Erfurt (dpa/th) – The Thuringian SPD chairman Georg Maier has again campaigned for the federal hardship fund for low-income pensioners to be increased with state funds. “We should provide the around 33 million euros needed to double the one-off payment from 2,500 euros to 5,000 euros in the 2023 budget,” said Maier on Wednesday, according to the announcement. Mecklenburg-Western Pomerania has already announced that it intends to proceed in this way. He supports this path of the local Prime Minister Manuela Schwesig (SPD), said Maier.

The federal cabinet recently launched the fund, which is intended to benefit 180,000 to 190,000 needy pensioners who are on the poverty line.

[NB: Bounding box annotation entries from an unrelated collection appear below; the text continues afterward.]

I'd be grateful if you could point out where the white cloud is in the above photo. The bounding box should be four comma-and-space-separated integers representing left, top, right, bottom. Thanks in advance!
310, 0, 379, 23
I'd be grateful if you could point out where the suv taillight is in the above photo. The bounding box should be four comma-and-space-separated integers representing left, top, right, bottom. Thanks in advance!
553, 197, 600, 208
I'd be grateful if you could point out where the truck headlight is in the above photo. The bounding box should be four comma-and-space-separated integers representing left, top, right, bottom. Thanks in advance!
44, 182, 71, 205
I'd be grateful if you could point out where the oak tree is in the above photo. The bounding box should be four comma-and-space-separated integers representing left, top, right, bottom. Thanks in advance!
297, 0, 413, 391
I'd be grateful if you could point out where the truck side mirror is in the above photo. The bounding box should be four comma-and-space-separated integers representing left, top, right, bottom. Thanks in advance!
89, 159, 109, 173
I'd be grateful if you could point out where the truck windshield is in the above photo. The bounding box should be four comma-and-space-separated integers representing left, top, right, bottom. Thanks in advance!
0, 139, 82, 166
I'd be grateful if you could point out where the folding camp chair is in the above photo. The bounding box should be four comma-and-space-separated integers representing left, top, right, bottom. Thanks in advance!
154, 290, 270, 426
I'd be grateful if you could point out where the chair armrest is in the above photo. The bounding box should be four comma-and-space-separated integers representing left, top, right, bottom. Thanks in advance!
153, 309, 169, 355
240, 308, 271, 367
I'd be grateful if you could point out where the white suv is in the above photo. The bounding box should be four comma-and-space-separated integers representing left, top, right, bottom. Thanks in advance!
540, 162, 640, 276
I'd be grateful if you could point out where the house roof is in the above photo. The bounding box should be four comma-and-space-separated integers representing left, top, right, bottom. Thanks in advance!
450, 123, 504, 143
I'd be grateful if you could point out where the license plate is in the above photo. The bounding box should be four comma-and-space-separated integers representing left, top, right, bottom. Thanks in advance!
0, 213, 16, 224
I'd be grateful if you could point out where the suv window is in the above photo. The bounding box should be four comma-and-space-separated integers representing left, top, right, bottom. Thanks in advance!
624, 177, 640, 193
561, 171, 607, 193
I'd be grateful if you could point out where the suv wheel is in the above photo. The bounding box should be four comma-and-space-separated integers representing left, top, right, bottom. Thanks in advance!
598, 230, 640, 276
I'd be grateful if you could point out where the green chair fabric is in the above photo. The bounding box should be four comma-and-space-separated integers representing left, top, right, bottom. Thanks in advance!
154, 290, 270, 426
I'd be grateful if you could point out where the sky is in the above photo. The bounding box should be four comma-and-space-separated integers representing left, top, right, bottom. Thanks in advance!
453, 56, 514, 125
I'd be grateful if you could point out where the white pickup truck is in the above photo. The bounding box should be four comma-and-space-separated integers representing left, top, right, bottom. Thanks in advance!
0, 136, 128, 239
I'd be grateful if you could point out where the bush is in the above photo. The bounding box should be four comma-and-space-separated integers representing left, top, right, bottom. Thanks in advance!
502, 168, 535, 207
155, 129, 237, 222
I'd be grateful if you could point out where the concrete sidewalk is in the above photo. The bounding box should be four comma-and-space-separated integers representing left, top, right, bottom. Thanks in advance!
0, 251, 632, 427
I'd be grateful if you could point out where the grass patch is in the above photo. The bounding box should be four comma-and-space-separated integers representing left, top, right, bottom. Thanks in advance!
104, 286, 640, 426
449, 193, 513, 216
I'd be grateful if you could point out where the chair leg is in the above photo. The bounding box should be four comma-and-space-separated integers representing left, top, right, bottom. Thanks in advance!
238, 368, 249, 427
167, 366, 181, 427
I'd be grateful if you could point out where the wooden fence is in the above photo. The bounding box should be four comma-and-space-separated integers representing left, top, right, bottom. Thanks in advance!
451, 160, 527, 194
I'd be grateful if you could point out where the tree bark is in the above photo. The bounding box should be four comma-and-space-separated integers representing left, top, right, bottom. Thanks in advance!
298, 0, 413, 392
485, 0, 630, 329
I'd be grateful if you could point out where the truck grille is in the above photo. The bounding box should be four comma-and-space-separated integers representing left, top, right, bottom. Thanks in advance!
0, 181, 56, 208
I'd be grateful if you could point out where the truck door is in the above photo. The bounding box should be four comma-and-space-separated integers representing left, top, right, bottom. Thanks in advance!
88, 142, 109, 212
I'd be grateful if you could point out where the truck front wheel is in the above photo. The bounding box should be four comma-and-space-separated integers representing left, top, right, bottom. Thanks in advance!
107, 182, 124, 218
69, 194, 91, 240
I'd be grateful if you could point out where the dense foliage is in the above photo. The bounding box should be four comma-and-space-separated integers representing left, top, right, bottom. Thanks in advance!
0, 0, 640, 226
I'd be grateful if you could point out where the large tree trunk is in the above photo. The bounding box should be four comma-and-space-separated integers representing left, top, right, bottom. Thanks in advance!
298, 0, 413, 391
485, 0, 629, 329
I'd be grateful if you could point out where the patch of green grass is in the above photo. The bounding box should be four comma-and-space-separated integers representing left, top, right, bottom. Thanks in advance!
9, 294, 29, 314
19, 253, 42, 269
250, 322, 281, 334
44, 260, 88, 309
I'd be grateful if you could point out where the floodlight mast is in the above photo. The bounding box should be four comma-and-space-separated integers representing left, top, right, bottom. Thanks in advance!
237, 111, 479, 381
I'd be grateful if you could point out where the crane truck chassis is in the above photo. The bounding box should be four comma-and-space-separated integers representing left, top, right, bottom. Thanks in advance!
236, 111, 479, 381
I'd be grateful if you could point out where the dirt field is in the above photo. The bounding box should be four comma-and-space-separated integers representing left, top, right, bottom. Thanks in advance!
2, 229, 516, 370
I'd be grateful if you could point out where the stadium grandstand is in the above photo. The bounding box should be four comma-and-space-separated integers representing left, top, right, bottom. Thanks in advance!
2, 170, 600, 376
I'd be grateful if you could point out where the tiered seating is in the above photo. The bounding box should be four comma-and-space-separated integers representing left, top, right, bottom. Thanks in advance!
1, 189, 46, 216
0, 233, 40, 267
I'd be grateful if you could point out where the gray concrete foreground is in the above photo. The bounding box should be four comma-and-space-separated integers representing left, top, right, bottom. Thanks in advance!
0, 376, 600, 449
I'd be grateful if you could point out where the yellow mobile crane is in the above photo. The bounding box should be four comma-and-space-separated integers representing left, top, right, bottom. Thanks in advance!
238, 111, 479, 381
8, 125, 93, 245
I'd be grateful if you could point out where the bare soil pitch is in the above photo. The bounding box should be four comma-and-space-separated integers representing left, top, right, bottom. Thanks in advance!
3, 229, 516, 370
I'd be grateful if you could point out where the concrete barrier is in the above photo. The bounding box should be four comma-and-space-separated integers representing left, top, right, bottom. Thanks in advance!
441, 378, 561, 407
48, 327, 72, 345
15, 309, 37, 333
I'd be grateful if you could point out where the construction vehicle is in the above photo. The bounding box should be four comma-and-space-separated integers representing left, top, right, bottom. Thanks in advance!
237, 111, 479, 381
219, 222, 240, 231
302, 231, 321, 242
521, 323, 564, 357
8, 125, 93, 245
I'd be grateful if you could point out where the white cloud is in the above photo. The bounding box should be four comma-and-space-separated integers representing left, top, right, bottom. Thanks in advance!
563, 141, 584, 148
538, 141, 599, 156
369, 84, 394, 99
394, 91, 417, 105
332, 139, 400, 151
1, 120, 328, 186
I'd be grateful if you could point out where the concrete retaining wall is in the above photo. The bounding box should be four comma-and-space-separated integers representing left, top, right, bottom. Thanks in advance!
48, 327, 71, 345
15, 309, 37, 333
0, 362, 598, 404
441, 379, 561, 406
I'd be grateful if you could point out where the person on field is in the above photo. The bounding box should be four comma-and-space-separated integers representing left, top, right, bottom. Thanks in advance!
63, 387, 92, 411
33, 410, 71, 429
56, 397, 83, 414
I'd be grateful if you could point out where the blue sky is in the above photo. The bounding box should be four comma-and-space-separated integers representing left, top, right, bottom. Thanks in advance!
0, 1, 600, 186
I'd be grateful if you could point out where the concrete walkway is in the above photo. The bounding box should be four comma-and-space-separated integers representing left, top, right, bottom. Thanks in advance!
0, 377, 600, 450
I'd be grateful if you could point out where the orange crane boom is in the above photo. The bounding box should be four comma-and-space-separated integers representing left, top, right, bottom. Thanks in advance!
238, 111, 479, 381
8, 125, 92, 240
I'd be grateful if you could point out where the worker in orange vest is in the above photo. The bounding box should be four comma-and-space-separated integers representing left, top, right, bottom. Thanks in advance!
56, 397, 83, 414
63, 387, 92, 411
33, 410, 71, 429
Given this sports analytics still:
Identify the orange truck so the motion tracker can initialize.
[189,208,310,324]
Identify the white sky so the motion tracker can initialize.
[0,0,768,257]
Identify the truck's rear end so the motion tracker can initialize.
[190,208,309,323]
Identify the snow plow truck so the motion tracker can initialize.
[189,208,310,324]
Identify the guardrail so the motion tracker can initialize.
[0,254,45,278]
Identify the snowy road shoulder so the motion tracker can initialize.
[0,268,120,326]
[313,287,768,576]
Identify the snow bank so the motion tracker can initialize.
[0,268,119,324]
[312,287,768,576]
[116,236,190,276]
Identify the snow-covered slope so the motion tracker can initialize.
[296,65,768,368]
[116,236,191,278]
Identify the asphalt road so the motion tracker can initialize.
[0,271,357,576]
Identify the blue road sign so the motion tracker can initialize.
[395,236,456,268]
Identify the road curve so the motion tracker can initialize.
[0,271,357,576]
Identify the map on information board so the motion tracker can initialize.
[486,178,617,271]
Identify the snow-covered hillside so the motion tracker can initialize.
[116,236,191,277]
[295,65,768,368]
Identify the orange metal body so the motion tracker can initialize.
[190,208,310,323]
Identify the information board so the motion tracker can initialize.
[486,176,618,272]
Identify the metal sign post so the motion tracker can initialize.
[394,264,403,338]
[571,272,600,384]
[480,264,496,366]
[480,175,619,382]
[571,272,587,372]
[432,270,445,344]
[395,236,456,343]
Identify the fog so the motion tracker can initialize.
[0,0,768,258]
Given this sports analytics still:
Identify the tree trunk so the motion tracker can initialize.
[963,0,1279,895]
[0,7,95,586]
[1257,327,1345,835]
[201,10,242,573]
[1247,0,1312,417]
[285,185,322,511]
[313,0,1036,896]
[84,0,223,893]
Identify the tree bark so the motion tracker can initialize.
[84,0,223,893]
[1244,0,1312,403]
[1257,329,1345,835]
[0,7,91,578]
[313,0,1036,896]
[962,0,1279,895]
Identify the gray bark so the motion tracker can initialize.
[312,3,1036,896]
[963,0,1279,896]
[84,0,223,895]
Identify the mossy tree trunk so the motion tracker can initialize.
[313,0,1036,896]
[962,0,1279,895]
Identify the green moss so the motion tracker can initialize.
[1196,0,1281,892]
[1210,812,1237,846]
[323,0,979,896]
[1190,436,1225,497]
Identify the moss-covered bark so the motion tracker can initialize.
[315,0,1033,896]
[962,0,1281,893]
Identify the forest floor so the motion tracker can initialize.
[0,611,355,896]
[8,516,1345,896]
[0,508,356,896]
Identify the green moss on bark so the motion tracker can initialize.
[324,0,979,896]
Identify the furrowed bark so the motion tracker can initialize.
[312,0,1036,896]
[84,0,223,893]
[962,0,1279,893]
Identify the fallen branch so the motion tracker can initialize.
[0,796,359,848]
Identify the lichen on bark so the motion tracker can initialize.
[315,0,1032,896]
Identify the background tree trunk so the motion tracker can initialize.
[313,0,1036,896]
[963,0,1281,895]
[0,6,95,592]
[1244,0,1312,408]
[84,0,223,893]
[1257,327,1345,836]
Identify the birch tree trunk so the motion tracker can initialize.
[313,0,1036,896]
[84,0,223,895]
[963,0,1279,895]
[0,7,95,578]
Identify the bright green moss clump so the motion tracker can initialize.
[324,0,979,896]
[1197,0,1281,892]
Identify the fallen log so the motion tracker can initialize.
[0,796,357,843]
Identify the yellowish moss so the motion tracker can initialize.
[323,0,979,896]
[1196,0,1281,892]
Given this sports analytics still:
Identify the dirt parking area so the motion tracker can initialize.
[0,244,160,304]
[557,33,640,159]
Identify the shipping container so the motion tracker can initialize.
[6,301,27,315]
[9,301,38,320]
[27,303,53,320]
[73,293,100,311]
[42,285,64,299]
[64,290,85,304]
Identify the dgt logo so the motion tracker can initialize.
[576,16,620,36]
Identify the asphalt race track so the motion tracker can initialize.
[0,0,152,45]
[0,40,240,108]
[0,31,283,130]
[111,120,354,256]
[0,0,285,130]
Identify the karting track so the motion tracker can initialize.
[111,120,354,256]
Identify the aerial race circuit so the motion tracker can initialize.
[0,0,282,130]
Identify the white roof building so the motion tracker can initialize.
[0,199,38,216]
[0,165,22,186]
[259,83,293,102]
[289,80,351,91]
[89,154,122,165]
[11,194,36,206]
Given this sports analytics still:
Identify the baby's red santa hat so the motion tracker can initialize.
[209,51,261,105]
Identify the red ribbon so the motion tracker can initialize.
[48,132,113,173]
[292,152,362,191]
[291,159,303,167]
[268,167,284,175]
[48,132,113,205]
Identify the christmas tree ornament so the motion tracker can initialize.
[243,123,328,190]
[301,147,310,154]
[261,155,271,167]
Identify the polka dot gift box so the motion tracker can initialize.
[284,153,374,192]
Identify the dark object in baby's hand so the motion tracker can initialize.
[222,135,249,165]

These include East Germans with claims from GDR times as well as Jewish quota refugees and late resettlers.

The background is above all a decades-long dispute over certain pension entitlements from the GDR era, which were not transferred to the federal German system in 1991. Affected are, for example, supplementary pensions for former employees of the Reichsbahn or Post as well as entitlements of women who were divorced in GDR times.

The decision was a compromise, he would have liked more, said Maier. But there is “finally” a solution to the issue – he is therefore promoting agreeing to the compromise and getting a quick implementation on the way.

The prime ministers of the eastern German federal states will meet on Thursday, and the hardship fund will be a topic at the meeting.